Chhattisgarh Chief Minister Raman Singh dropped a bombshell a few days ago, accusing CM Siddaramaiah of cancelling the Chhattisgarh project. Raman Singh’s political statement at the behest of State BJP leaders has drawn severe criticism from the state government.
“When the government is going all out to get the coal linkage, where is the question of cancelling the project? The project has remained a mirage considering the fixed investment made by the state; we are trying our best to push for the project. If the Centre allocates the coal block, the tenders would soon be floated for construction and commissioning of the power plant,” explained an official of the KPCL.
“In fact, the Raman Singh led BJP government had issued a diktat to KPCL to not start the work on plant without getting a formal allocation of coal block. It is strange that Raman Singh has accused Karnataka of scrapping the project,” said the official.
Rumour has it that the BJP is keen on exploiting the situation ahead of the polls rather than coming to the rescue of state’s thermal plants. “Rather than attacking the state government, why cannot BJP leaders convince the BJP government in Chhattisgarh and the NDA-led Central government in granting coal allocation to state? The BJP leaders just want to project that Congress government was unable to give power,” said a source close to the Energy minister.

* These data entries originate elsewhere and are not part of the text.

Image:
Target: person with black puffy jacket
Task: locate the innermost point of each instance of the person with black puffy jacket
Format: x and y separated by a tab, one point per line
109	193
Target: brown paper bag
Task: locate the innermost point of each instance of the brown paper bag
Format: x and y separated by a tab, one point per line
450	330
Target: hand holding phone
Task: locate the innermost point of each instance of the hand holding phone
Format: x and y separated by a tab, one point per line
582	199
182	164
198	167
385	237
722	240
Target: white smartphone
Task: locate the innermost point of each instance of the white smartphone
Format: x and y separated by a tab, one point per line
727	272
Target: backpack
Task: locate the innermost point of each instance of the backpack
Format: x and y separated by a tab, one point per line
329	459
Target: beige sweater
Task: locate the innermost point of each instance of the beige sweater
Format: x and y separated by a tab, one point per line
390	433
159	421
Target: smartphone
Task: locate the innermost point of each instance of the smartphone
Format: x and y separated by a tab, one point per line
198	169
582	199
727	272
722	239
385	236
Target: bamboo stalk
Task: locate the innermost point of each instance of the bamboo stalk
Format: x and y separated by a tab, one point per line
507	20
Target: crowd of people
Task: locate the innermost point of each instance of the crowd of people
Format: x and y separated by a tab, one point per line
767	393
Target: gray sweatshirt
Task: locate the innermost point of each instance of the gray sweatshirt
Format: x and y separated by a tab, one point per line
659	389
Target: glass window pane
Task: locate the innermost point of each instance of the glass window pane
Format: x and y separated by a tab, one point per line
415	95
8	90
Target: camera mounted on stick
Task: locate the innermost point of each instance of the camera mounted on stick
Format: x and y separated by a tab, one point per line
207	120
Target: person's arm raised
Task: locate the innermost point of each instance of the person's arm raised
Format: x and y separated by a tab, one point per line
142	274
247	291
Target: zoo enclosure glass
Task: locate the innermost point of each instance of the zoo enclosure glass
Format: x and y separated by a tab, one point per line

This never-ending political skirmish between two major parties has only pushed the state government to purchase more and more power when it has sufficient infrastructure to generate its share of power. “Uncertainty on these issues would affect power management in state. Ultimately, the government has to safeguard its reputation that too in a poll-bound year and it becomes inevitable on our part to go in for more and more purchase of power whose burden will only be passed on to the public,” said the source.
Siddaramaiah’s way out?
As the shortage of coal is affecting the operation capability of thermal plants, the state is mulling the import coal from other countries. Sources in KPCL told Mirror that there is no rule, either by the state or Centre, that forbids the state from importing coal from other countries. “The Centre, while stressing supply of coal only through Coal India Limited (CIL), has virtually halted import of coal. But it has not prevented any state from importing coal. But almost all states are fearful of importing coal, citing adverse action by the Centre against the state in terms of allocation of funds,” revealed an official.
The only state to defy that notion was West Bengal after its Chief Minister Mamata Banerjee decided to import a 2 lakh tonnes of coal from abroad during the Durga Puja celebrations to meet the demand. Now posed with the similar threat and inevitability to safeguard the government’s reputation and the financial position of state generators, Karnataka has also decided to import coal. Even though the import may be costlier by a few rupees, it would be practical for the state to generate its own power rather than spend on buying.
Energy minister DK Shivakumar said: “The CM has already approved our proposals and tenders have been called to import coal from abroad. About 10 lakh tonnes of coal will be imported from abroad, considering the alarming situation in which our thermal plants are functioning.Last month, BJP state president BS Yeddyurappa alleged that CM Siddaramaiah and Energy minister.